Magnus lay down again, feeling rather disconcerted. But after all, at seventeen, he couldn't very well admit that he had felt reassured by even the mental presence of his father—now, could he? No, of course not. Not even to himself. Instead, he rolled up in his blankets and recited a koan. He fell asleep listening for the sound of one hand clapping.

Chapter Sixteen

The next evening, Gregory piped up, "I am hungry."

"Let it not trouble thee," Geoffrey advised. "It is but illusion."

"Illusion or not, you had best answer it with real food." Fess came to a halt, turning back to face them.

"Or would you rather have an illusory dinner?"

"True substance, by choice." Geoffrey pressed a hand over his stomach. "Now that I bethink me of it, my little brother speaketh aright."

" 'Tis only past sunset, Geoffrey."

The boy shrugged. "I care not.
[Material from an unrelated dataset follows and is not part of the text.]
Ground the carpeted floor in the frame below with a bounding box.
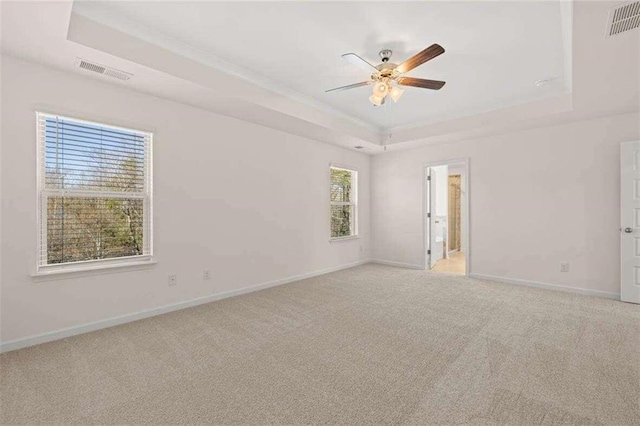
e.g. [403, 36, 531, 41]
[0, 264, 640, 425]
I can be a-hungered at any hour."

"Yet thou didst dine but four hours agone."

"Aye, 'tis gone indeed." Geoffrey frowned around him. "There is sign of game hereabouts. Mayhap we should hunt down our dinner now."

"What," Magnus scoffed, "lose time for naught but an empty belly? Nay, where is thy soldier's fortitude?"

"It hath fled with the last of my dried beef," Geoffrey answered. "Naetheless, thou hast the right of it, brother—I must endure."

But Gregory' pointed to a column of smoke that stood against the sky. "Yon are folk. Mayhap they will have some victuals to sell."

They followed the path through the trees, till it opened out into a meadow. "Go warily, children," Fess cautioned. "Let us be sure they are friendly."

"As thou wilt." Cordelia sighed, and stepped through the last screen of leaves.

"It is certainly no village," Geoffrey said.

All over the meadow, young men and women were sitting up and shaking their heads, as though waking. They yawned, stretched, and put something in their mouths. A few were straggling down to a stream to drink and splash water on their faces; others were returning, far more sprightly than when they had left. Two others added sticks to a small tongue of flame, their movements quick, but so energetic that they sometimes nearly buried it.